Understandably, she didn’t want to hand the baby over to the social worker or police but after, what seemed like a life time, she agreed I could take him and hand him over. No matter how much training you receive and how good you are at “keeping it together”, nothing prepares you for such an emotional roller coaster of feelings. Even now it brings tears to my eyes.
Since then, we have had several more parent and child placements. One of which was a recovering alcoholic. It is all too easy to make snap judgements on someone, which I am sure we have all been guilty of. This was possibly the case with ‘C’ having known what local authorities have removed children for before. However, in my opinion, C was different. She had very low self esteem and would always dwell on the one negative comment in the recording sheet over the endless positive comments. She found it hard to trust others but with time, commitment and a good pinch of humour, she came to realise how much of a good mum she was, albeit when she wasn’t drinking! She too already had one daughter in care but we made her realise she could remain sober and dry and she could make a huge difference in the life of her baby son. Through determination on her part, support from us and a belief she was worthy, C went on and remained dry and kept her son. She now runs her own AA group and is doing really well with both of her children.
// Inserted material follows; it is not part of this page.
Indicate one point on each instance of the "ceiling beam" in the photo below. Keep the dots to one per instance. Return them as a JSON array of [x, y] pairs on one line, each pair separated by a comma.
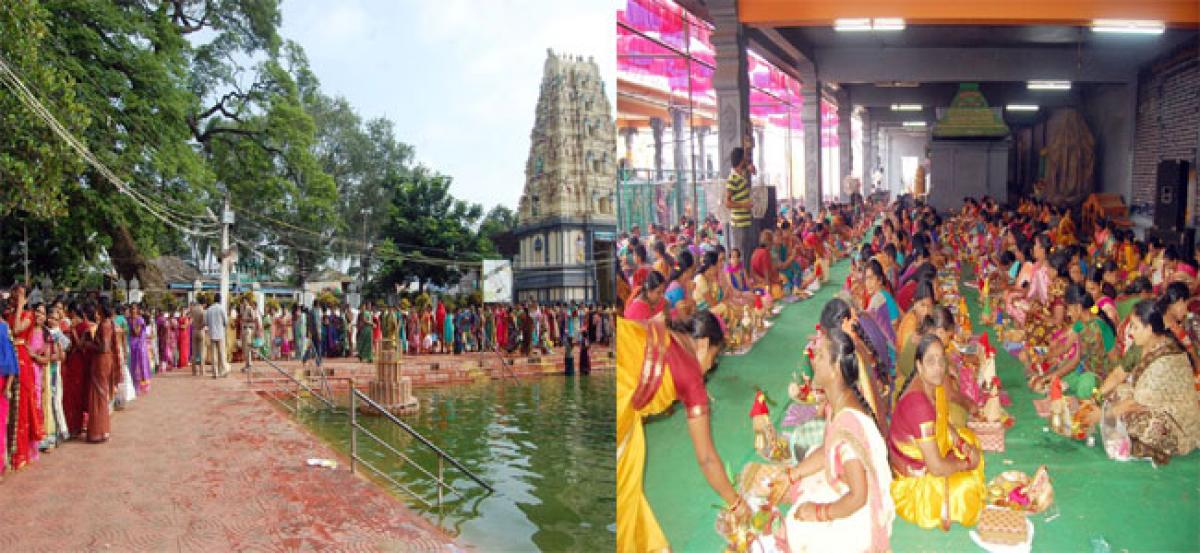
[[952, 65], [941, 94], [982, 12]]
Next was a mum and her 2 year old. This involved us having covert cameras installed by the police and a panic button due to an incident her family were involved with. The young mum herself and her son were an absolute pleasure to care for. In this instance, the father was also fighting for custody of the little boy and once it was deemed that the mum was unable to meet all of her son’s needs, she then moved out leaving us with her son. A short while later, we then had the dad move in which was a successful ending to an amazing journey for this little boy.
So, where does this end? We have been so priveledged to have been given the chance to make a difference to so many parent and child placements. Looking back over the last 17 years, we feel there was less impact on our own sons fostering such placements as there was no conflict over sharing toys etc and the parents learnt from watching us with our own sons. As our sons have become older, parent and child placements have continued to work well in our household and it has almost meant we can take on the more challenging parent and child.
We are now looking forward to our next new placement having said goodbye recently to two wonderful young children…not that we know who it will be. So, if you feel this is the right time to try something new within fostering, why not give a chance to a parent and child. After all, you can and will make a difference!!